We have a modern equivalent in the idea of mortal sin and venial sin, the suggestion being that venial sin is bad, but it is not as bad as mortal sin. The problem with this thinking is that it is not biblical. God does not make those distinctions. There is no such thing as a mortal sin or a venial sin.

The Pharisees were trying to open up a debate about greater commandments and lesser commandments. Instead Jesus went to the heart of the matter. He said, “‘You must love the Lord your God with all your heart, all your soul, and all your mind.’ This is the first and greatest commandment” (Matthew 22:37–38). This was known as the Shema, something every Jew would have been very well-acquainted with.

Jesus was essentially saying, “Instead of worrying about all of these little commandments and which sin is worse than the other, get back to this: Love God with all of your being, and all of this stuff will be sorted out.”

It makes complete sense, doesn’t it? Because if I really love the Lord my God with all of my heart, soul and mind, then I naturally will want to do what He wants me to do. The Ten Commandments are divided into two sections: The first four commandments have to do with our relationship with God, while the final six deal with our relationship with others.
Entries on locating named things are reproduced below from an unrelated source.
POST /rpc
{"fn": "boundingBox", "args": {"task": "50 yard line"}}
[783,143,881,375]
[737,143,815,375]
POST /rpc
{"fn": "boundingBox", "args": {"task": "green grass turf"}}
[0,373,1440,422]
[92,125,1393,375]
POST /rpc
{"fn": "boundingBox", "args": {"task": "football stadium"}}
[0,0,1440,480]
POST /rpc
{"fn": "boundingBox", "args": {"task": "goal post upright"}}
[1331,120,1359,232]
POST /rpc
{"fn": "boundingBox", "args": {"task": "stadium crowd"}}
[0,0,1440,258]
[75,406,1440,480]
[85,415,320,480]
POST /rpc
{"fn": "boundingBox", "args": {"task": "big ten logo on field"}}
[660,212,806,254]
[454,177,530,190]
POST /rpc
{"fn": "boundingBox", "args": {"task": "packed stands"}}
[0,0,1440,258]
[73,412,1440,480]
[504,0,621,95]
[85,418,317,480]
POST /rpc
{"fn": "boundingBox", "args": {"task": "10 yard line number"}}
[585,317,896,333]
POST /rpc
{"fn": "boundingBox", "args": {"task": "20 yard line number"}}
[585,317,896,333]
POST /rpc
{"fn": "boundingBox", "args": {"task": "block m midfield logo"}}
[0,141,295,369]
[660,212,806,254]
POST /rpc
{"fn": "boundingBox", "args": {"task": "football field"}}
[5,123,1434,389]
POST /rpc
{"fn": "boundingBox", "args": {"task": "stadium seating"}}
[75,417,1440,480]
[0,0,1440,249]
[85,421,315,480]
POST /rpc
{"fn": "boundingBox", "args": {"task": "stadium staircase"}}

If I really love the Lord my God with all of my heart, soul and mind, then I will not want to have another God before Him or worship a false idol or take His name in vain. And if I love my neighbor as I love myself, then I will not want to steal from him or kill her or covet something that belongs to them. The idea is that if I can fully grasp this basic truth of loving God, then everything else will find its proper place.

It was Augustine who said to love God and do what you please. That sounds like a dangerous assertion. But really if we love God as we ought to, then we will want to do the things that please God.

So when Jesus said, “Love the Lord your God with all your heart, all your soul, and all your mind” (Mark’s Gospel adds the word “strength” as well), it means that we are to love God with every part of our being.

For the Hebrew mind, the heart spoke of the center, or the core, of one’s being. The word “soul,” for the Hebrew, referred to emotion. And loving God with our mind carries the meaning of moving ahead with energy and strength. Genuine love for God is intelligent. It is feeling. It is willing. And it is serving.

I know people who are sticklers for correct doctrine, yet many of them are miserable, mean, arrogant and condemning. They will take the truth and use it like a sledgehammer in the life of another. I also know people who are very active and busy for God, but their love for him seems to be lacking.

If we can learn to love God as we ought to, then everything in life will come into its proper place and balance.